4. (a) The number of shares of Common Stock and Preferred Stock, voting as a single class, which were voted for the amendment to Article Fourth was 84,378,424, and the number of such shares which were voted against the amendment was 7,860,238. The number of shares of Common Stock which were voted for such amendment was 82,042,258, and the number of shares which were voted against the amendment was 7,756,834.
(b) The number of shares of Common Stock and Preferred Stock, voting as a single class, which were voted for the amendments to Articles Fifth and Seventh, for proposed Article Eighth, and for the renumbering of the present Article Eighth as Article Ninth was 70,890,933, and the number of such shares which were voted against such amendments and such proposal was 16,156,063.

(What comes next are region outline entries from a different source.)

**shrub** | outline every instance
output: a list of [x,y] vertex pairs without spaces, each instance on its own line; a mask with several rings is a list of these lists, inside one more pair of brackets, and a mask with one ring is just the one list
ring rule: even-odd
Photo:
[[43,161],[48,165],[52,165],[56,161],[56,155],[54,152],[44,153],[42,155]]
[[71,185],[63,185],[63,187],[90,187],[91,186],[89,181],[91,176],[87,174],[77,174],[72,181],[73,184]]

5. The amendments do not effect any change in the stated capital of the corporation.
Dated: April 19, 1985
UNION PACIFIC CORPORATION | ||
By | /s/ W. S. COOK | |
President and Chief Executive Officer |
ATTEST:
/S/ C. N. OLSEN |
Secretary |
STATE OF UTAH )
)SS
COUNTY OF SALT LAKE )
I, Gail L. Young, a notary public, do hereby certify that on this 19th day of April, 1985, personally appeared before me, W. S. Cook, who being by me first duly sworn, declared that he is the President and Chief Executive Officer of Union Pacific Corporation; that he signed the foregoing document as President and Chief Executive Officer of such Corporation; and that the statements contained therein are true.
/s/ GAIL L. YOUNG |
Notary Public |
(Notarial Seal)
2-1-88
Filed and certificate issued April 19, 1985.
Randall R. Smart |
Director, Division of Corporations and Commercial Code |
ARTICLES OF AMENDMENT
to the
REVISED ARTICLES OF INCORPORATION
of
UNION PACIFIC CORPORATION
Pursuant to the provisions of Section 16-10-57 of the Utah Business Corporation Act, as amended, Union Pacific Corporation, a corporation of the State of Utah, hereby adopts the following Articles of Amendment to its Revised Articles of Incorporation:
1. | The name of the corporation is Union Pacific Corporation. |
2. | The following amendment to the corporation’s Revised Articles of Incorporation was adopted by the shareholders of the corporation on April 17, 1992, in the manner prescribed by the Utah Business Corporation Act: |
A new Article Ninth shall be added as follows:
“NINTH: To the fullest extent that the Utah Business Corporation Act as it exists on the date hereof or as it may hereafter be amended permits the limitation or elimination of the liability of directors, no director of the corporation shall be liable to the corporation or its stockholders for monetary damages for breach of fiduciary duty as a director. No amendment to or repeal of this Article shall apply to or have any effect on the liability or alleged liability of any director of the corporation for or with respect to any acts or omissions of such director occurring prior to such amendment or repeal.”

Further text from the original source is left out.